SDN - Investigate vSphereOpenshiftClusterHealthFail errors from AlertManager in KLAB2 #4289

Open wmhutchison opened 12 months ago

wmhutchison commented 12 months ago

Describe the issue Due to expired AlertManager alerts going away far too fast, it's not certain if this is a known issue whose silence expired during Openshift upgrades to 4.12, or if this is a net-new issue. Not a high priority since this alert is for integration required if we were to make use of ESXi storageclass (we do not as we use NetApp). Still, would be good to dig into this as time permits and resolve.

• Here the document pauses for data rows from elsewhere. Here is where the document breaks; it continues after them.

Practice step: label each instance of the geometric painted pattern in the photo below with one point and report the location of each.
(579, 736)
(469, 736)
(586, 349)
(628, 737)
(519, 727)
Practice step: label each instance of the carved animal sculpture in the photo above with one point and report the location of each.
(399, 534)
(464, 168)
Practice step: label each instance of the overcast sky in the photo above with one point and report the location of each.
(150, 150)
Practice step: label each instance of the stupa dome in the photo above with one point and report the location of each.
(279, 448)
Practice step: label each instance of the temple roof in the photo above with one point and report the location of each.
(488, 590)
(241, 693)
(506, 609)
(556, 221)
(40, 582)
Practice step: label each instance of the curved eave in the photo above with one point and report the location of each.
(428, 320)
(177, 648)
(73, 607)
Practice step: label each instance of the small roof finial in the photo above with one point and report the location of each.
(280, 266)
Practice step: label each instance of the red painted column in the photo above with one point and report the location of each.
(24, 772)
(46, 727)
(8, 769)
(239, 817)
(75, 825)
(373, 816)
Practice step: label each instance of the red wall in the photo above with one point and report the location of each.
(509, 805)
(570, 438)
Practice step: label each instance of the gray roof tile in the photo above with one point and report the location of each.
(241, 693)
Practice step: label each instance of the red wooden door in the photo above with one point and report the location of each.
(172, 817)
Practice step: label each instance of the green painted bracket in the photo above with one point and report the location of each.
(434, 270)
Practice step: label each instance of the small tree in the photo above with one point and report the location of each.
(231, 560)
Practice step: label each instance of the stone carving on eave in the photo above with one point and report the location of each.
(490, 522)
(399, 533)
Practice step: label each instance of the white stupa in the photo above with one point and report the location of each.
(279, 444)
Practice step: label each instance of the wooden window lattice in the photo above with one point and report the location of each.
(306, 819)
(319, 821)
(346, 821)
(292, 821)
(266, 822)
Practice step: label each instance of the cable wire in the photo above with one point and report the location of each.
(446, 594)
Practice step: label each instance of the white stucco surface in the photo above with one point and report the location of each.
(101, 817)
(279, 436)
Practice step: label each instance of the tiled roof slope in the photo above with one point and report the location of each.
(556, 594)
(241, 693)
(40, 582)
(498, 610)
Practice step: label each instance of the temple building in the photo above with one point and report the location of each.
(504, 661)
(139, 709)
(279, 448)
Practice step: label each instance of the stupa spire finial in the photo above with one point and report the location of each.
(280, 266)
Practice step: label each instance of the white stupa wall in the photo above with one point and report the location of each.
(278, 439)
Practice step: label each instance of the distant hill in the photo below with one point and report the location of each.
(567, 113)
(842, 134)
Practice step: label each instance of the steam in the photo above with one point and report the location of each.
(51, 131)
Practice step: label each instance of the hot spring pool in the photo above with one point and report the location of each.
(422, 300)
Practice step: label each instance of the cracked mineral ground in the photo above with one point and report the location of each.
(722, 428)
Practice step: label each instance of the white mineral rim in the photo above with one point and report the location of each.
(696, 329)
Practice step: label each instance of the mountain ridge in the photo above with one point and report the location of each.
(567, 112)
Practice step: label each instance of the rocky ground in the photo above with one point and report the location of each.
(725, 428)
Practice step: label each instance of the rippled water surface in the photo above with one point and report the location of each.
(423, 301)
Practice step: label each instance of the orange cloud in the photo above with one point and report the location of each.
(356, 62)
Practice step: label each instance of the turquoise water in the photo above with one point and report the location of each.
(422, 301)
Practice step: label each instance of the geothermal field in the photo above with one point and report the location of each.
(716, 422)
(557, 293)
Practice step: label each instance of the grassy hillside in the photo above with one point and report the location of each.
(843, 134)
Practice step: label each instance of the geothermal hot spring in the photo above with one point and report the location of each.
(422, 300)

Additional context Add any other context, attachments or screenshots

How does this benefit the users of our platform?

Definition of done

wmhutchison commented 11 months ago

Link to OCP 4.12 requirements for vSphere account permissions. https://docs.openshift.com/container-platform/4.12/installing/installing_vsphere/installing-vsphere.html#installation-vsphere-installer-infra-requirements_installing-vsphere

wmhutchison commented 3 months ago

Updated link for OCP 4.14: https://docs.openshift.com/container-platform/4.14/installing/installing_vsphere/upi/upi-vsphere-installation-reqs.html#installation-vsphere-installer-infra-requirements_upi-vsphere-installation-reqs

StevenBarre commented 1 week ago

4.14 requires additional permissions for the service account that the vsphere operator uses to talk to vcenter. Added those extra things and its has stopped complaining.

Also ran the fix in https://access.redhat.com/solutions/7057384

oc patch clustercsidriver --subresource=status csi.vsphere.vmware.com  --type='merge' -p '{"status": {"conditions": [ {"type": "VMwareVSphereControllerDummyProgressing", "status": "False", "reason": "Forced"}]}}'
StevenBarre commented 1 week ago

https://github.dxc.com/AdvSol/mcs-ansible-tower/pull/27 adds the vCenter CA certs to the util servers so we can run openshift-install interactively and generate the install-config.yaml with updated values.

StevenBarre commented 4 days ago

Waiting on RITM0192009

StevenBarre commented 2 days ago

Firewall change scheduled for Monday night